Douglass wrote and delivered that speech 76 years after the United States declared its independence. Now the nation is more than 240 years old and still we’ve got the same kinds of problems that Douglass talked about. We still aren’t equal. Black people still don’t enjoy full independence.
I don’t ask you to ignore July 4th because a lot of you have the day off and I feel you should be able to enjoy your BBQ food and fireworks just like many of us Black people do. I don’t expect you to shred your shirts and roll around in ashes like some Old Testament penitent.

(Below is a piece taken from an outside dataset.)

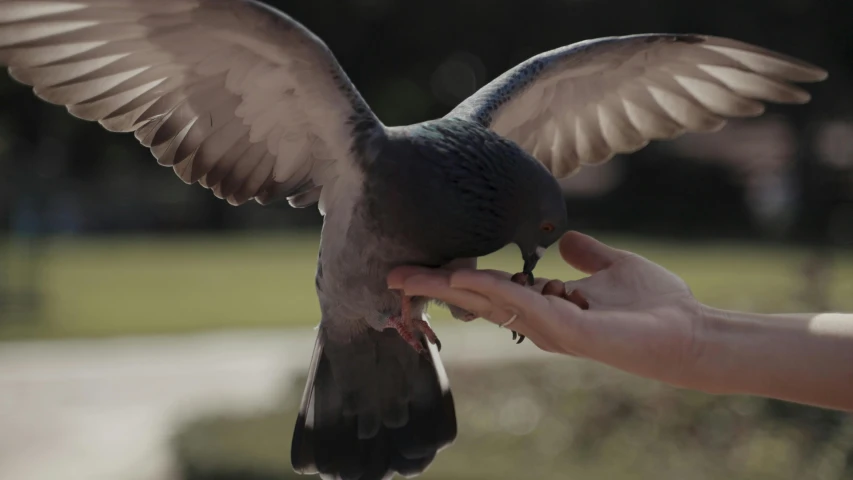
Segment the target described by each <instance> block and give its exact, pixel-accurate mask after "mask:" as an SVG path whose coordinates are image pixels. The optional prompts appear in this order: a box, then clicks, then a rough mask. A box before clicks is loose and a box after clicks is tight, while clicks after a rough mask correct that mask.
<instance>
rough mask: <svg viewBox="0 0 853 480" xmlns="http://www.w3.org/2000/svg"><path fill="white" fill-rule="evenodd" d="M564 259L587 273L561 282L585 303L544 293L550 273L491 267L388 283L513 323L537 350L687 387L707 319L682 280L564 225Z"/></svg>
mask: <svg viewBox="0 0 853 480" xmlns="http://www.w3.org/2000/svg"><path fill="white" fill-rule="evenodd" d="M559 248H560V253H561V255H562V257H563V259H564V260H565V261H566V262H567V263H568V264H569V265H571V266H573V267H574V268H576V269H578V270H580V271H582V272H584V273H587V274H590V276H589V277H586V278H584V279H581V280H576V281H569V282H565V286H566V291H567V292H572V291H575V290H576V291H577V292H579V293H580V294H581V295H582V296H583V297H584V298H585V299H586V301H587V302H588V304H589V309H588V310H583V309H581V308H580V307H578V306H577V305H575V304H574V303H572V302H570V301H567V300H565V299H563V298H560V297H557V296H547V295H546V296H543V295H542V294H541V293H542V289H543V288H544V286H545V285H546V284H547V283H548V282H549V280H548V279H538V280H537V281H536V283H535V284H534V285H533V286H530V287H524V286H521V285H518V284H516V283H513V282H511V281H510V275H509V274H508V273H505V272H497V271H472V270H458V271H455V272H454V271H449V270H434V269H425V268H419V267H401V268H398V269H395V270H394V271H393V272H391V274H390V275H389V278H388V283H389V287H390V288H395V289H402V290H404V291H405V293H406V294H407V295H418V296H426V297H430V298H436V299H438V300H441V301H443V302H446V303H448V304H452V305H456V306H458V307H461V308H464V309H466V310H468V311H471V312H473V313H475V314H477V315H479V316H481V317H483V318H485V319H487V320H489V321H491V322H493V323H495V324H498V325H503V324H505V323H506V322H508V321H509V320H510V319H512V317H513V316H514V315H517V317H516V320H514V321H513V323H512V326H511V328H512V329H513V330H515V331H517V332H518V333H520V334H523V335H525V336H527V338H529V339H530V340H531V341H532V342H533V343H535V344H536V345H537V346H538V347H540V348H542V349H543V350H546V351H549V352H555V353H563V354H570V355H576V356H581V357H586V358H590V359H593V360H597V361H600V362H603V363H606V364H608V365H611V366H613V367H616V368H619V369H622V370H625V371H628V372H631V373H635V374H638V375H642V376H645V377H648V378H653V379H656V380H661V381H665V382H668V383H671V384H675V385H679V386H685V387H691V386H695V385H699V384H700V383H701V373H702V372H700V371H698V369H699V367H700V365H701V360H702V358H701V357H702V353H703V350H704V349H703V338H704V336H703V334H704V331H705V330H706V325H705V323H706V321H705V319H704V318H703V315H702V311H703V309H702V306H701V305H700V304H699V302H698V301H697V300H696V299H695V298H694V297H693V294H692V293H691V291H690V289H689V288H688V286H687V285H686V284H685V283H684V282H683V281H682V280H681V279H680V278H678V277H677V276H676V275H674V274H673V273H671V272H669V271H668V270H666V269H664V268H663V267H661V266H659V265H657V264H655V263H653V262H650V261H648V260H646V259H644V258H642V257H640V256H638V255H636V254H633V253H630V252H626V251H622V250H617V249H614V248H611V247H608V246H607V245H605V244H603V243H601V242H598V241H596V240H595V239H593V238H591V237H588V236H586V235H583V234H580V233H577V232H569V233H567V234H566V235H565V236H564V237H563V238H562V239H561V241H560V245H559Z"/></svg>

But it would be nice if you would take a moment (or a few hundred of them) to remember that the United States has never fully made good on the promise of liberty and justice for all, and Black and Indigenous people just happen to be the most aggrieved folks. We ain’t alone.
I might suggest that it’s time to give Juneteenth a place as a national holiday, though. It would probably mean a lot more than Martin Luther King Jr.’s birthday to Black people who still don’t feel very free. Though to be fair we deserve both at this point, among a lot of other things. And I think starting next year, I might just resolve to stay inside on July 4th and celebrate Juneteenth instead—at least until it starts getting more love and attention like it deserves. Then maybe I’ll feel better about celebrating both.
So, as you enjoy your festivities, let us Black people and others enjoy our BBQs without police or other nasty interruptions. And if you see any BBQ Becky types headed toward us, kindly take their cell phones out of their hands and shoo them away.